Início Geral “Sou uma mulher trans e sinto muito orgulho do que sou”

“Sou uma mulher trans e sinto muito orgulho do que sou”

Trans Sabrina Oliveira da Silva fala sobre os desafios após oito anos de cirurgia

“Eu não vou deixar de existir. O fato de eu ser trans não fere ninguém, mas o seu preconceito fere a minha vida, fere a minha existência”. Quantas já não ouviram essas frases que fazem um apelo pela aceitação. Pessoas trans são mortas diariamente, fruto de um preconceito sem qualquer fundamento ou com base em que ser diferente é errado.

Para mostrar os desafios enfrentados em busca da aceitação e o amor que sente pelo fato de ser trans, o Riovale Jornal entrevistou a santa-cruzense Sabrina Oliveira da Silva. Nasceu Augusto Oliveira da Silva e hoje ostenta com orgulho o fato de ser uma mulher trans e que enfrenta de peito aberto e, muita coragem, as adversidades da vida.

Riovale Jornal – Sua cirurgia foi feita através do SUS, pode nos contar como foi o processo?
Sabrina Oliveira da Silva: Em 8 de agosto deste ano faz oito anos que fui operada, mas existe um processo muito antes de tudo isso. Eu moro no Bairro Avenida e fui encaminhada pela Unidade Básica de Saúde (UBS) Avenida, através do Sistema Único de Saúde (SUS). Tenho 29 anos e quando fiquei sabendo que existia a possibilidade desta cirurgia eu tinha 15 anos, na época tudo era muito surreal para mim, era um sonho bem distante. Uma amiga da minha mãe veio até nossa casa, trabalhadora da área da Saúde falou que existia a cirurgia. Foi então que consultei no posto com um clínico e esse me encaminhou para o Hospital de Clínicas, em Porto Alegre, sob orientação da Central de Agendamento e Regulação, a Casa, de Santa Cruz do Sul.

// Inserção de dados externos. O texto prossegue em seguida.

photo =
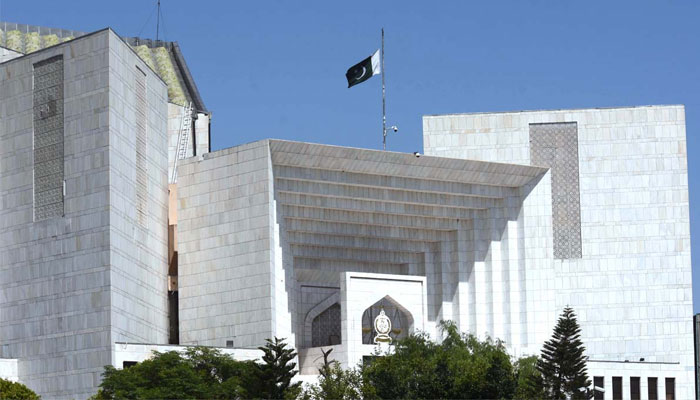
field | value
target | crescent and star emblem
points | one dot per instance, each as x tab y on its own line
382	325
358	77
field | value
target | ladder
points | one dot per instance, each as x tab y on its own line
183	140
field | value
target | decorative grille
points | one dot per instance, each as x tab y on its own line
48	139
555	145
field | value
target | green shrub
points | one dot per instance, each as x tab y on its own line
166	70
13	40
50	40
145	54
16	391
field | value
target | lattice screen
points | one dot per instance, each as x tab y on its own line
48	138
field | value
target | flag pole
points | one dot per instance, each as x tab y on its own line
383	96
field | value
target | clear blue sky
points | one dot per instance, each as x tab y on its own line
276	68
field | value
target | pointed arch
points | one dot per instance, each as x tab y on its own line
315	312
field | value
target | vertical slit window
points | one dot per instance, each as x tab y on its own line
48	139
141	148
555	146
617	388
653	389
670	388
598	388
635	391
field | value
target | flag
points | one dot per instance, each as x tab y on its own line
364	70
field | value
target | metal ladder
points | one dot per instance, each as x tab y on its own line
183	140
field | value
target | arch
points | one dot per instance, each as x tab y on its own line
401	319
315	312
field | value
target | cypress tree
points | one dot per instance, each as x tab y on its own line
277	371
563	363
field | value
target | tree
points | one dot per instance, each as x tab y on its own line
528	379
275	375
563	363
459	367
15	390
335	383
198	373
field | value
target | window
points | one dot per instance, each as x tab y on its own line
617	388
141	147
48	139
325	328
653	388
670	388
635	391
598	388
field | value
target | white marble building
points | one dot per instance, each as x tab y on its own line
111	245
630	283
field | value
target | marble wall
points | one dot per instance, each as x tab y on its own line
632	286
74	283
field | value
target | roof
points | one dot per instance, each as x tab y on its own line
302	155
163	57
556	110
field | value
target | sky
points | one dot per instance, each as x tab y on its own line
276	69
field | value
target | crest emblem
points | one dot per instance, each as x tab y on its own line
382	325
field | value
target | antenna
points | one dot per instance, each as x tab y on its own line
158	21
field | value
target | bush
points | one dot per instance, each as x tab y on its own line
166	70
50	40
14	390
199	373
13	41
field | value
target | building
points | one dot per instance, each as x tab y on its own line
121	233
696	333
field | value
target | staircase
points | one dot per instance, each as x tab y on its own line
183	140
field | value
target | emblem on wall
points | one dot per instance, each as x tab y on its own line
382	325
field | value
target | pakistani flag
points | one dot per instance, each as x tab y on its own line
364	70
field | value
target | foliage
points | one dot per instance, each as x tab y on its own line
145	54
336	383
459	367
15	390
198	373
166	70
528	379
50	40
274	375
563	363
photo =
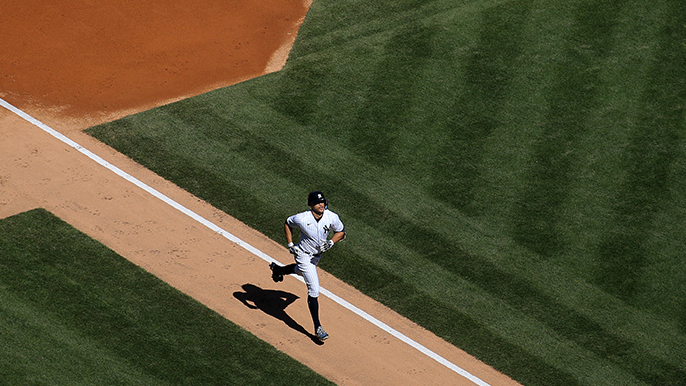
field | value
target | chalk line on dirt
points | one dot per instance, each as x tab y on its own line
342	302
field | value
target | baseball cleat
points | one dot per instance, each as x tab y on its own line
321	334
277	277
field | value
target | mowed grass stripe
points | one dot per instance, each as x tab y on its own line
74	312
320	123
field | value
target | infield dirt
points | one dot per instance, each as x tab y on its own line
75	64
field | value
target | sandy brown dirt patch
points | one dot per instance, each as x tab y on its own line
143	54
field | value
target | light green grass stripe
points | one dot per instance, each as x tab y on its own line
38	345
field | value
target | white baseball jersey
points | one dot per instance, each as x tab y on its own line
314	233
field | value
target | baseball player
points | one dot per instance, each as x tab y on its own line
315	225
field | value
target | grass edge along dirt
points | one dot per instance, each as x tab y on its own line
75	312
494	288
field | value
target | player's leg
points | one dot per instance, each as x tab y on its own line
308	269
279	271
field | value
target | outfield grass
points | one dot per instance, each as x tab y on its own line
72	312
511	173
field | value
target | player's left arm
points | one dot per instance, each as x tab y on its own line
338	236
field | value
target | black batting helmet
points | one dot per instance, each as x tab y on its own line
315	198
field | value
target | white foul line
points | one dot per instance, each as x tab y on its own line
238	241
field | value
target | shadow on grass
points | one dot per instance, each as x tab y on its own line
272	303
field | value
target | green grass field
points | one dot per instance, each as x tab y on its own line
511	173
72	312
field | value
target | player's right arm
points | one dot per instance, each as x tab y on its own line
289	233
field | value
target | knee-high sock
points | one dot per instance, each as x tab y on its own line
313	305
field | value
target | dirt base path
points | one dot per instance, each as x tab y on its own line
72	65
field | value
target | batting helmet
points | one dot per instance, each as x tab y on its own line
315	198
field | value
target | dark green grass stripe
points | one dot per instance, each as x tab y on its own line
654	148
465	332
396	77
516	291
572	100
475	111
328	26
116	306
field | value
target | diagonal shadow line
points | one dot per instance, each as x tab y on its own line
272	303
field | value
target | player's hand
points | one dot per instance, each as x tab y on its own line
327	245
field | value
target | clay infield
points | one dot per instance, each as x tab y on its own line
74	64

Riovale Jornal – Após o encaminhamento, você logo foi chamada?
Sabrina:
Sim, logo fui chamada. Mas, nesse momento enfrentei algo que me deixou frustrada, eu era menor de idade e me colocaram no chamado “arquivo morto”. Tive que esperar até os 18 anos e novamente passei por todo o processo inicial que levou cerca de seis meses para se concretizar. Fiz todos as consultas em Porto Alegre e lá no Hospital de Clínicas passei por uma avaliação psicológica e respondi um questionário que era uma dinâmica para entender se realmente eu era uma mulher trans. Quem dá o aval final é uma psiquiatra. Eu já sabia que era trans, mas precisava do documento que atestava e assim fui aprovada para a cirurgia.

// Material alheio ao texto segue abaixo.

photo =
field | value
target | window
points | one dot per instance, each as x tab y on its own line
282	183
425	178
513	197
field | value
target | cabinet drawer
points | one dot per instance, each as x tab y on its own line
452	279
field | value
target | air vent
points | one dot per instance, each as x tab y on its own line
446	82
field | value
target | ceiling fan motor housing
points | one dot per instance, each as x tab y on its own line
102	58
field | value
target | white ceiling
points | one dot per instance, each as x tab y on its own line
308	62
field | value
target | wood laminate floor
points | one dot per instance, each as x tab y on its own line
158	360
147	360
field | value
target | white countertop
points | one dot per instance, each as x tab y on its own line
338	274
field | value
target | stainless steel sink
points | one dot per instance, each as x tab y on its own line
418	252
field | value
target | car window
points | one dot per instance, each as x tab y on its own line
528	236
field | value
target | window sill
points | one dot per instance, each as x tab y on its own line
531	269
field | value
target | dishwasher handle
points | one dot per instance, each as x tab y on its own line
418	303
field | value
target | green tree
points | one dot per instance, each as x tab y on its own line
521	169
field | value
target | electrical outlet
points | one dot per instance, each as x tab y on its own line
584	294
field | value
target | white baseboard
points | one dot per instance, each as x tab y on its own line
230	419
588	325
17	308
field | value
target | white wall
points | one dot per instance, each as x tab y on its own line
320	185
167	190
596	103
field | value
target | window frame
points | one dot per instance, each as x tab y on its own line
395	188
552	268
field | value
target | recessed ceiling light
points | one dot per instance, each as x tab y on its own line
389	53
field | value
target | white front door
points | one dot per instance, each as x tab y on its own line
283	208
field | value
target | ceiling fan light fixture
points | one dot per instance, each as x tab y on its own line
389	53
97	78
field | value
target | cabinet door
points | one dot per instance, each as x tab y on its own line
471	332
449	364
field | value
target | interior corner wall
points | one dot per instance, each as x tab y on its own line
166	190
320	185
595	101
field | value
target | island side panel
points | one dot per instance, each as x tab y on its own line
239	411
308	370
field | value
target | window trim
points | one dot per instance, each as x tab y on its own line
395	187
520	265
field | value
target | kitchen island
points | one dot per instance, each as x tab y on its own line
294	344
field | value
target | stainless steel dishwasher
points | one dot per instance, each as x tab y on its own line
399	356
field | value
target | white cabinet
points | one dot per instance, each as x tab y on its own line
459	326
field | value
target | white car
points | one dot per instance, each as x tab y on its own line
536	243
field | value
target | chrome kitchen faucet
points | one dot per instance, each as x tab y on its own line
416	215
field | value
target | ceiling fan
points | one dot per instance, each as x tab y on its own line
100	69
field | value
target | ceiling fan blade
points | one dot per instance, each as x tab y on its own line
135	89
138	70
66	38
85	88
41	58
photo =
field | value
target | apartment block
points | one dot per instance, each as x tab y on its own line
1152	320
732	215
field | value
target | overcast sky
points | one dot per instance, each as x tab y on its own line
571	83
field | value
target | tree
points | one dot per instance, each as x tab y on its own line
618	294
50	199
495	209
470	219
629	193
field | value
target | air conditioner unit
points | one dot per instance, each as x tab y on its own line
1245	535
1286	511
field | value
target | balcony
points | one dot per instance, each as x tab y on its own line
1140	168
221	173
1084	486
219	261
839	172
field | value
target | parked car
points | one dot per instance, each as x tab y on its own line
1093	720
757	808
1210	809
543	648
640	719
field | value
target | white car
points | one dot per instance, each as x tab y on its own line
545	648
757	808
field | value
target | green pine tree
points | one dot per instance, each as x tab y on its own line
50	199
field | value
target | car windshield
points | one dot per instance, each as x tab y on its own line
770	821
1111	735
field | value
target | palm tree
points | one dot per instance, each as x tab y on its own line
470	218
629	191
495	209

Riovale Jornal – Você fala do questionário que atesta mulheres trans e após, como é o aporte do Hospital de Clínicas?
Sabrina:
Após ser aprovada para a cirurgia, fui inserida em um grupo com a participação de várias trans de todo o Estado do Rio Grande do Sul e no qual de 15 em 15 dias nos reuníamos. Tudo era de forma gratuita, inclusive com passagens pagas pela Prefeitura Municipal. Sempre fomos muito bem recebidas com todo o suporte necessário. Todo esse processo acontece dois anos antes da cirurgia, temos que ter dois anos de grupo. Isso tudo me gerou uma grande expectativa.

Riovale Jornal – Após a vivência de dois anos em grupo, como foi o dia para a cirurgia?
Sabrina:
Estava muito ansiosa, havia passado mais seis meses e chegou o dia que tanto esperava. Internei um dia antes para fazer os exames e no outro dia fiz a cirurgia. Entrei no bloco cirúrgico bem cedo e ocorreu tudo bem, quase sem dor. A equipe médica acompanhou o tempo inteiro e eu me senti segura. Tudo foi muito natural, tirei o dreno no terceiro dia e a cicatrização foi boa. Em um mês e 20 dias estava completamente recuperada. Esse processo varia de pessoa para pessoa, existem complicações sim, mas comigo ocorreu tudo bem. Após a cirurgia fui acompanhada por mais quatro meses, pois o médico queria ver se ficou 100% o procedimento, só após é dada a alta.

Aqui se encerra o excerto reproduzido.